Je ne mens pas, promis. J'ai failli laisser tomber ma tasse en entendant Ariane Chemin*, auteur ("autrice" disait le grotesque journaliste qui l'interviewait) d'une biographie de Patrick Buisson, dire que "comme tous les gens d'extrême droite il était très cultivé". Il y a des fois où notre époque est si stupéfiante de connerie qu'on a du mal à y croire.
Patrick Buisson est cet homme, écrivain, affairiste, conseiller occulte d'hommes politiques, journaliste, analyste de sondages et j'en oublie. Et, je le reconnais; il était cultivé et intelligent. Sauf en politique, domaine qui a la capacité de rendre chèvre n'importe qui.
C'est un homme très à droite qui a misé sur de nombreux chevaux pour arriver à l'objet de son combat: faire l'union des droites, de toutes les droites, de la Maurassienne à la Zemmourienne.
Il a d'abord misé sur Jean-Marie Le Pen mais celui-ci aimait trop la provocation et ruiner des mois d'efforts pour un "bon mot" (une horreur qui le refaisait tomber là où il était des mois auparavant). Le Pen ne voulait peut-être pas le pouvoir? en tous cas il a commis avec régularité des erreurs politiques qui l'ont empêché de s'approcher de l'Elysée. Le personnage sentait trop le soufre.

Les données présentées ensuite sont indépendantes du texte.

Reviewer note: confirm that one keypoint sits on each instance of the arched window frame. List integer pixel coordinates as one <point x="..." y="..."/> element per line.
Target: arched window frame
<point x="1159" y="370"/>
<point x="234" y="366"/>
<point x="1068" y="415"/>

Après le Breton il y a eu le vendéen Philippe de Villiers. Un autre genre mais qui est arrivé au même résultat. Avec sa voix haut perchée et cette impression permanente qu'il suçait un citron le vicomte n'était pas encore le bon cheval sur lequel miser.
Patrick Buisson, dans l'ombre, possédait une réelle influence et ses analyses n'étaient pas inintéressantes. Il s'était fait une spécialité d'analyser ce que disaient les sondages. On l'écoutait et ses analyses séduisirent le ministre de l'intérieur de Jacques Chirac, Nicolas Sarkozy qui lui emprunta ses expressions, sa tactique et ses idées.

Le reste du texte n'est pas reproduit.